Liam and Cedric are getting excited about the Cub Scout Pinewood Derby at the end of the month. They spent all day Saturday down at Kelley Motor Co. with Jeremy building their derby cars. Cedric's is a race car and Liam's is a tank!
Cullen has been asking about going to school a lot. He is ready now. All of a sudden. We have been working on countings, number recognition, letters, and letter recognition. He can name all the numbers by sight and most of the letters. We are going to work on writing his name next.
Tristan and Cedric went to get their hair cut tonight and came home looking to handsome young men. What the heck is happening around here!?!?!? Where the crap are my babies!?!? I'm kinda freaking out.

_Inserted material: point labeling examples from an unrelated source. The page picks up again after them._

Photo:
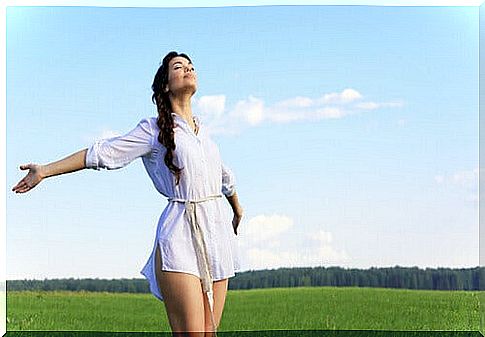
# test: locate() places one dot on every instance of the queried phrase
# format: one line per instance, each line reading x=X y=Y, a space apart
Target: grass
x=302 y=308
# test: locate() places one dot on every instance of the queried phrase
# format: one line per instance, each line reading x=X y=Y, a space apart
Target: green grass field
x=256 y=309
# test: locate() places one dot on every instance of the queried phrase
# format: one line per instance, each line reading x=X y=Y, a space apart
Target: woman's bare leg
x=220 y=290
x=182 y=296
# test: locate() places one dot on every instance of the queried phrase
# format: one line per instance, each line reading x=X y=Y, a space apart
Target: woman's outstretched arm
x=236 y=209
x=72 y=163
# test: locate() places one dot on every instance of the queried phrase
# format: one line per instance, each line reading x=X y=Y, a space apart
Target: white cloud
x=272 y=241
x=211 y=105
x=253 y=111
x=346 y=96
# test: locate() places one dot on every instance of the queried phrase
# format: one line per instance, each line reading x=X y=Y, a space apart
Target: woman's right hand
x=33 y=177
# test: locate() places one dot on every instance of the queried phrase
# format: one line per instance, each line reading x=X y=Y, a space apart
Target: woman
x=192 y=257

I am so sick and tired of being in Carthage. We have been very diligent in prayers and putting good vibes out into the universe and waiting for answers and signs as to what direction to head. I am not fond of the Carthage school district in many aspect. There are also good things about the school but, I think the cons outweigh the pros. I don't have any friends here and I'm starting to feel like a rat in a cage. I think I may turn people off from liking me because I say the most ridiculous things when I am put on the spot. It's rather comical actually. I should have a tv show with just me interacting with people out in public. Seriously, it would be hilarious!
4 comments:
Sounds like we need a shopping day or a lunch date or something...I have been kind of feeling that way as well. I feel like if I am not running the kids here there or eveywhere then I am at home then I feel like I have to clean because lately things always seem to be a mess.
I think that is a fantastic idea!!!
You should come to Hamilton sometime. I have every Wednesday off but no one ever wants to hang out with me.
You should come over here next Wednesday. That way Eden and maybe Cullen will nap!